I decided to wander out one morning and see if I could reproduce the picture, and also take a photo or two of what's now become of the Clifton Bridge Station, which is still just about discernible in places.
(Then on an even stranger whim I decided to check out a possible little cut-through from Cumberland Road to the harbourside I'd been eyeing up on my commute to work, so walked to Wapping Wharf for a croissant via this potential new route, but that bit's not quite as interesting...)
Site of the Rownham Ferry. Follow the link for a charming Loxton ink drawing on Know Your Place, also viewable at the Bristol Libraries Flickr collection.
This was a later site for the ferry, which earlier was a tad further out along the river. It would have been a key crossing point at this end of Bristol before the arrival of any bridges near here. Before the Ashton Swing Bridge and the Vauxhall footbridge arrived, the next-nearest crossing point would have been the Vauxhall ferry, which was where Vauxhaull Bridge stands now, I think.
After carefully skirting the edges of the homeless people's camp that I accidentally found skirting the edges of the tall grass between the allotments and here, I came across my first destination: the footbridge from Clifton Bridge railway station.
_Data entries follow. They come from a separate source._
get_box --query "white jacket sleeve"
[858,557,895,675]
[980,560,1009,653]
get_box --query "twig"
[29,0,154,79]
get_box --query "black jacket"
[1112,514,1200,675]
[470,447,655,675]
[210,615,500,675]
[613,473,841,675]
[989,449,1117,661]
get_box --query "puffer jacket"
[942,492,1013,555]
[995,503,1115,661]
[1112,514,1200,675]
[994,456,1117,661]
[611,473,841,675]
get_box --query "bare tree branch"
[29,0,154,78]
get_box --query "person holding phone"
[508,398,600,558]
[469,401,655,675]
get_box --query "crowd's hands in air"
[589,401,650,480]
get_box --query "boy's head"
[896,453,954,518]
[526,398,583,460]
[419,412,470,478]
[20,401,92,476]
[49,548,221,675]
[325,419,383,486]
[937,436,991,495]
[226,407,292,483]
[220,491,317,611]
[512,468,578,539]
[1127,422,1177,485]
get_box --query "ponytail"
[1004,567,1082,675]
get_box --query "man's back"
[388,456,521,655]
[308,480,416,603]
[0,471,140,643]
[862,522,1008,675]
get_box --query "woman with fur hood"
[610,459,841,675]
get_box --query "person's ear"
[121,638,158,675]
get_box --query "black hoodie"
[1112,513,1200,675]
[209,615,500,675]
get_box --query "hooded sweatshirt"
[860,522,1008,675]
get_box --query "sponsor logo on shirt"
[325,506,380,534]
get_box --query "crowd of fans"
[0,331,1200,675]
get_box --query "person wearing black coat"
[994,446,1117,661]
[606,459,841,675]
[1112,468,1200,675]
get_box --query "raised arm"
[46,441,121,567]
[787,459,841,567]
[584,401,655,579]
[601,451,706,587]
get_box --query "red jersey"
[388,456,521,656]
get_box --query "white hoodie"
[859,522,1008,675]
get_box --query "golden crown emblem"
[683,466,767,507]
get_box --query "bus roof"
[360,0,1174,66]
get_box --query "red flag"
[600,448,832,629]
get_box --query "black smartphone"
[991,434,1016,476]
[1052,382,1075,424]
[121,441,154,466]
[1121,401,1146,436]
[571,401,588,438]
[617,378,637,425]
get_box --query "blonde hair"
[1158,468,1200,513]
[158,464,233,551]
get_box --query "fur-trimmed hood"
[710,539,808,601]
This is apparently the actual station footbridge, still in service for crossing the lines.
Many people in Bristol will know this as one of the chief ways people from this end of town used to get to Ashton Court, especially for the music festival or the balloon fiesta, before the shiny new Festival Way footpath was installed a decade or two back.
I've been across it before on my wanders, but I didn't know then that it was a remnant of a railway station, rather than just a standalone bridge.
You can just about make out the platform still, there on the left. There used to be a second line and an eastern platform, too.
Clifton Bridge Railway Station was also known as Rownham Station from 1891 to 1910.
It was part of the Port and Pier railyway (as was Hotwells/Clifton station on the north side, nearer my house), opened in 1867, and closed, inevitably, by Beeching, with passenger services stopping in 1964 and freight a year later.
Wikipedia says "Freight trains continued to pass through the station, but their number decreased over time, with the line falling out of regular use from 30 March 1981. The route however was kept intact by British Rail, with occasional freight trains, and in 2002 a single track was relaid to allow rail access to Royal Portbury Dock", so I suppose even the single line we see here is newish.
Adjacent to the station was the New Inn, Rownham, which you can see a bit of in this photo from the Tarring Collection on KYP (or in this Tweet.
People will know the station site as the place where the local police's mounted and dog sections had their headquarters/stables/kennels, though they moved out a couple of years ago, I think.
Although the line is scheduled to return to passenger service as part of MetroWest, the nearest station will still be Temple Meads, so even though there may be passenger trains heading out to Pill and Portishead through here, ten minutes' walk from my house, I'd have to get all the way into town to come back out again, so it would probably be quicker for me to drive. Shame.